An example of the Content Browser in Unreal and the Folder Structure maintained in Windows Explorer.

To open your project, you can use the Epic Games Launcher to search your Library for the project.

EGL_SearchLibrary.png

Alternatively, navigate to its folder in Windows and double-click on the .uproject file to load the project into the Unreal Editor.

WindowsExplorer_MyProject.png

The project folder has various sub-folders that contain your project’s content and source code as well as various configuration files and binaries when deploying to multiple platforms. The two most important folders here are the Content, which holds all your assets that can be referenced and opened inside of the Content Browser, and the Source folder, which contains any C++ files or edits that you have made if you’re using a source version of the Engine.

Where Do I Put My Assets?

In Unreal Engine 4, each project has a Content folder, which is the same as the Content Browser when you open the Unreal Editor. This is where all your project’s assets are stored.

Click image for full size.

The assets contained within these folders are .uasset files. These are files that Unreal creates when you import any supported file types.

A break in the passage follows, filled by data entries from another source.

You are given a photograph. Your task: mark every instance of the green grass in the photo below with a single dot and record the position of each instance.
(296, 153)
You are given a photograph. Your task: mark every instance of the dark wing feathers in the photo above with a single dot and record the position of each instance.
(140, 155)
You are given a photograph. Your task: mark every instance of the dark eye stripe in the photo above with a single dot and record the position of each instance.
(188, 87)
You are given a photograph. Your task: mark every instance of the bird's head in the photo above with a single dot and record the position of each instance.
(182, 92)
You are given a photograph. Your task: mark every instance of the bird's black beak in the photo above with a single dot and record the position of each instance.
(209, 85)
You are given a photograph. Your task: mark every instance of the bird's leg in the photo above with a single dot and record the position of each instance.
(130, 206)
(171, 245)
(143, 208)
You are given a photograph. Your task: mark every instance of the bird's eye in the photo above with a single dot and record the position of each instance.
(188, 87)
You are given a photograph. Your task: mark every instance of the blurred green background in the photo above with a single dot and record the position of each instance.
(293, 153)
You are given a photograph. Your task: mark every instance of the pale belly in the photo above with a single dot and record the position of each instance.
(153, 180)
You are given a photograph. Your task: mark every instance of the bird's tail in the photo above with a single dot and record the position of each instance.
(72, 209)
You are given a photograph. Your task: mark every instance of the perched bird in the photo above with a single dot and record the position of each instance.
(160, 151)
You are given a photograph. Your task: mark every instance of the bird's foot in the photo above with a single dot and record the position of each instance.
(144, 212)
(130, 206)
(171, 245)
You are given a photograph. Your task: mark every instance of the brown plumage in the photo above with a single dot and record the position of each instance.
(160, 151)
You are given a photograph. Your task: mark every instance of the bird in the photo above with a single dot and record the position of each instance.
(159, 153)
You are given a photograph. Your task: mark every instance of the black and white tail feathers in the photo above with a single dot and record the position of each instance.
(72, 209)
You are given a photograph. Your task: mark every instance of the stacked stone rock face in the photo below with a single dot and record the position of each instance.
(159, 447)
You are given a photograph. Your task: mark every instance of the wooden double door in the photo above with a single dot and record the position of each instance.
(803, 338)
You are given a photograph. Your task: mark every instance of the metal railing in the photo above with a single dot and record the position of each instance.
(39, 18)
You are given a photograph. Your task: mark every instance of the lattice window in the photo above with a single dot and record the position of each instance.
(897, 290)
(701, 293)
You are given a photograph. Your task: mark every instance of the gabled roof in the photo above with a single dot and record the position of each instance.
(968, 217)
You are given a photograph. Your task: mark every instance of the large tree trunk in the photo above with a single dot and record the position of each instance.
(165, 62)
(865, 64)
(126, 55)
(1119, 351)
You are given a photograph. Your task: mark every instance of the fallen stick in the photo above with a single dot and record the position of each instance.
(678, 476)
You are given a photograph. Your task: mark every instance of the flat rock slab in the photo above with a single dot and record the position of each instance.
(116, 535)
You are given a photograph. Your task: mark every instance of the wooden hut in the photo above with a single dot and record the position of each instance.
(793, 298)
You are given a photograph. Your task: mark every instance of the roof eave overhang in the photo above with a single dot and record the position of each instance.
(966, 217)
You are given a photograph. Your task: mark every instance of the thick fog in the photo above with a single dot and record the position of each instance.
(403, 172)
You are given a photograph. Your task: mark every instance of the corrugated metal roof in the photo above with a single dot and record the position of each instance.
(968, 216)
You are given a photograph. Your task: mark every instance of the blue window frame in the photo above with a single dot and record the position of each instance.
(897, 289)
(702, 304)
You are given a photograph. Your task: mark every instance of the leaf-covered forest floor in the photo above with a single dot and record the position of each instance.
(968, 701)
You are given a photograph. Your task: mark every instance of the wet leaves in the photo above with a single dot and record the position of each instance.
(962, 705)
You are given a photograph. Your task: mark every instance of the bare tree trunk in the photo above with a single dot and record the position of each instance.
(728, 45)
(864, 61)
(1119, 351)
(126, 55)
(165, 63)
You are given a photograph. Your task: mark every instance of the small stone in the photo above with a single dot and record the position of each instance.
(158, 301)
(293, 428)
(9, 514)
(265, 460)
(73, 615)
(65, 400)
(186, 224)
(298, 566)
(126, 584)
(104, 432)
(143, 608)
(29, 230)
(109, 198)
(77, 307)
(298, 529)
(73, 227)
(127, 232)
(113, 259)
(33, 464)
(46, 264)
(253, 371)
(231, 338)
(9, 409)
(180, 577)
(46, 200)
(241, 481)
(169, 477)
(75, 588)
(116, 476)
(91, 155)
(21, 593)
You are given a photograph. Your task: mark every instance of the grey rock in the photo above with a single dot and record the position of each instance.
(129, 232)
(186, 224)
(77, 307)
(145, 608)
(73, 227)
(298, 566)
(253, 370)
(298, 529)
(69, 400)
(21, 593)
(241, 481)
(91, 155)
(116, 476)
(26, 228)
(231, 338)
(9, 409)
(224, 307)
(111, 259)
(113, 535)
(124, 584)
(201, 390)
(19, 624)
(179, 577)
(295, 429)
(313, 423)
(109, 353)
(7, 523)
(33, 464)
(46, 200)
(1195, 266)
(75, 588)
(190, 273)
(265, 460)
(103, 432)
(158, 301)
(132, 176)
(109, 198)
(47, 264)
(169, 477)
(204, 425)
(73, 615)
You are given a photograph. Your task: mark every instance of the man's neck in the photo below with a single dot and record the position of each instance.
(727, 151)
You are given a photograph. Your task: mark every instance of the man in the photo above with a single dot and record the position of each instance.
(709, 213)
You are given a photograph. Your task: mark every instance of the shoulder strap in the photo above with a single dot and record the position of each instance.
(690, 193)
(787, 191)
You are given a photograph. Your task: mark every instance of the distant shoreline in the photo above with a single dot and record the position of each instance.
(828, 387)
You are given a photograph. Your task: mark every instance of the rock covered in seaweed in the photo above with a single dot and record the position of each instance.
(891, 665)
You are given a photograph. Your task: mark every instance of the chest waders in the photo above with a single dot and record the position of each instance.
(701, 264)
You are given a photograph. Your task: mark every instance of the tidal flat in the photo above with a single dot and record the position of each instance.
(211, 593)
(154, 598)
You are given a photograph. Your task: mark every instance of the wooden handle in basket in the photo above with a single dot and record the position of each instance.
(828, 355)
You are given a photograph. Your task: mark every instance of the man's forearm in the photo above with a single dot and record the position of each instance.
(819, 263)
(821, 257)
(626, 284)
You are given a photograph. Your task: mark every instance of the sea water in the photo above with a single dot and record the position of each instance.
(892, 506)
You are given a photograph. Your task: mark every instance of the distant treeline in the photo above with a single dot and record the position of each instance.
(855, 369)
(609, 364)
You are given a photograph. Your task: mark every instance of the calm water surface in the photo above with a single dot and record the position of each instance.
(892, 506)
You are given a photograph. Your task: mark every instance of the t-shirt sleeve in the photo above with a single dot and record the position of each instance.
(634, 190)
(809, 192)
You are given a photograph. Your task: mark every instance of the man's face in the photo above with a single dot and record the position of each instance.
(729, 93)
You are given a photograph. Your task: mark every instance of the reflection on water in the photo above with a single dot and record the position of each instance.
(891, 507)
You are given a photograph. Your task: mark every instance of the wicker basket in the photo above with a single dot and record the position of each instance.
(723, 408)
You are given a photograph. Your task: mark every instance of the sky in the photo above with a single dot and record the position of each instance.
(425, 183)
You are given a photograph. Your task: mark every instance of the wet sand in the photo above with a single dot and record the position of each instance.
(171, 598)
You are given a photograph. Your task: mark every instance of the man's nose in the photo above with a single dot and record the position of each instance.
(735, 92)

The source file is no longer required to maintain the asset imported into Unreal, but it is recommended to save these files in the event you need them later for editing purposes.
You should not attempt to reorganize your assets found in the Content folder of your project outside of the Unreal Editor. This has the potentital to break your content or worse corrupt your project. Moving content like this will break references to the assets in the Unreal Editor. For example, if you moved a texture asset through the project's Windows folder, the Material that references that texture will be lost meaning it will not display correctly for the Material that is assigned to your Static Mesh in your level.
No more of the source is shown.